Baseball is also reveling in its African-American heritage, heroes, and teams, at least as reflected by the Hall. In late July, 17 players and executives from the era of segregated baseball will be inducted in Cooperstown – none of whom ever played a day in the major leagues. It will be the largest class ever enshrined in a single year. The 17 are all players, managers, or officials connected with the Negro Leagues or pre-Negro Leagues, before Jackie Robinson famously broke the color line to star for the Brooklyn Dodgers in 1947.
Recognition of the part Japanese Americans played in baseball's past – which is smaller and lesser-known – may take longer to materialize. Mr. Staples himself just stumbled on the story of Zenimura and the internment camp a couple of years ago when he moved to Chandler. Staples, a former youth-league baseball coach who works in advertising and marketing, was "looking for ways to get involved in my community." Through a bit of serendipity, he heard about Zenimura, who despite being only five feet tall and weighing 100 pounds was considered a gifted player.
Zenimura, who lived in Fresno, Calif., organized and led goodwill tours of Japanese-American (or Nisei in Japanese) teams to Japan in the 1920s and '30s. Later as a manager, he earned the nickname "Dean of the Diamond" for his grasp of baseball strategy.
In October 1927, when Babe Ruth and Lou Gehrig were barnstorming the country after the New York Yankees' World Series victory, Zenimura was one of four Japanese Americans who played in an exhibition game with the Yankees superstars.
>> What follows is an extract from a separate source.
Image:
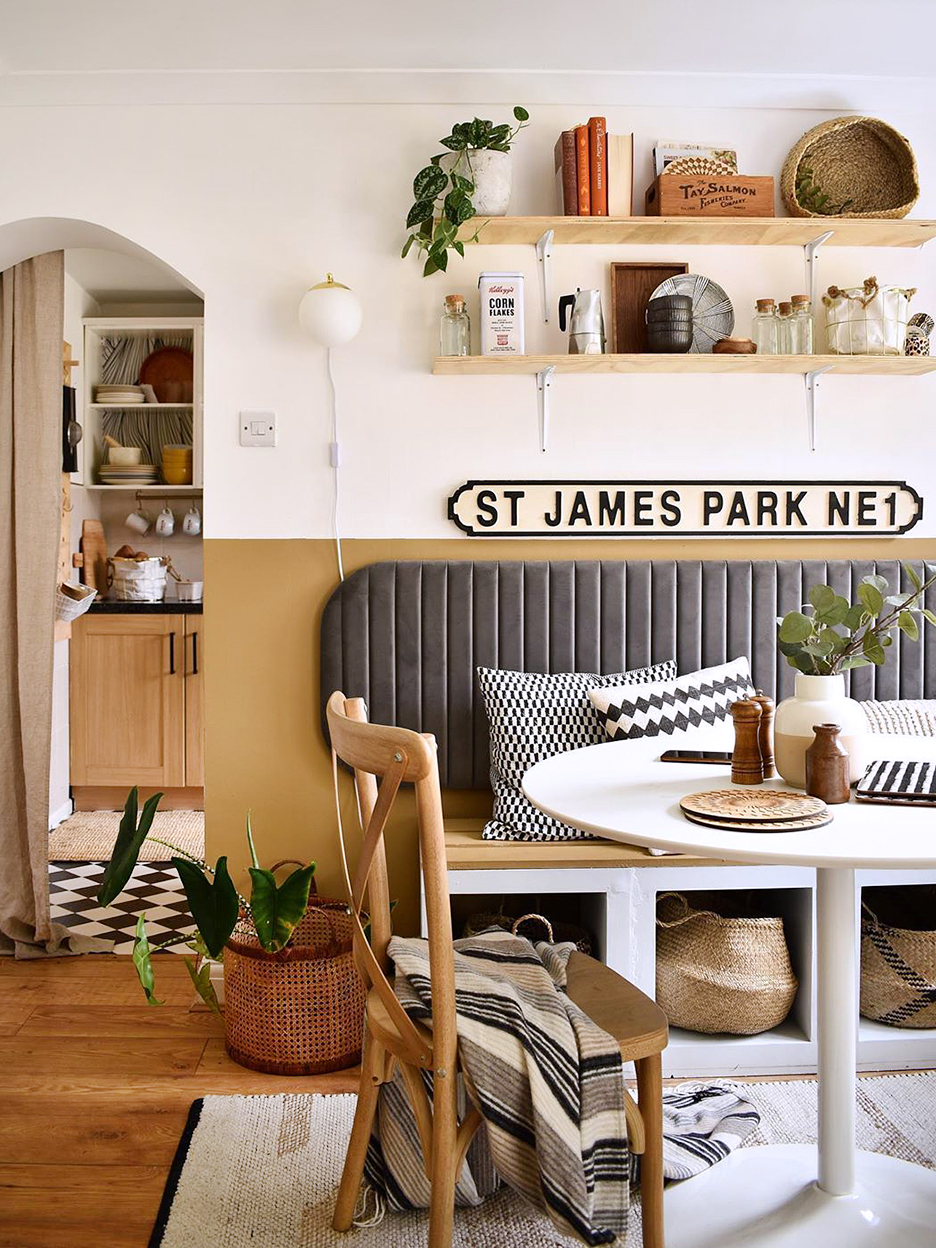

The Japanese Americans helped Gehrig's team defeat Ruth's, 13-3. "Pound for pound, the Nisei players were as good as the major leaguers," Al Beir, bat boy for Ruth and Gehrig on the tour, told the Fresno Bee in 1996. "They ate, thought, and slept the game."
Still, some of Zenimura's most important contributions to the game, and individuals' lives, wouldn't come until later, behind the imposing fences at the Gila River internment camp in Arizona. More than 13,000 Japanese Americans were detained there during World War II. Zenimura organized a league with three divisions. Some games would draw 4,000 to 6,000 spectators to what became known as Zenimura Field – truly a diamond in the rough – providing a respite from everyday life in the Tabasco-hot camp.
Staples's hope is to see Zenimura inducted into the Hall of Fame in 2012 – 70 years after President Roosevelt issued Executive Order 9066 formally calling for detaining thousands of Japanese Americans.
Even after the war, segregation kept Japanese Americans out of the big leagues for decades, similar to what happened to African-Americans. The first Japanese American didn't enter the majors until 1965. "Playing baseball and loving it behind walls of segregation" creates "a true parallel" between black and Japanese-American ballplayers, says Tom Fredrick, a board member of the Negro League Baseball Museum in Independence, Mo.
At least Zenimura had his encounter with the Babe, though, which apparently was memorable. Zenimura singled his first time at bat. He took a big lead off first. "Ruth glanced at me and said, 'Hey, son, aren't you taking too much of a lead?' " Zenimura once told the Fresno Bee. "I said 'no.'
"He called for the pitcher to pick me off. The pitcher threw and I slid behind Ruth. He was looking around to tag me and I already was on the sack. I think this made him mad.
"He called for the ball again. This time he was blocking the base and swung his arm around thinking I would slide the same way, but this time I slid through his legs and he was looking behind. The fans cheered.
"Ruth said, 'If you do that to me again, I'll pick you up and use you as a bat, you runt.' "
Ruth's anger must have abated: He posed for a photo with Zenimura after the game. Someday the diminutive "Dean of the Diamond" may have the last laugh – his own plaque at Cooperstown, right next to the Sultan of Swat himself.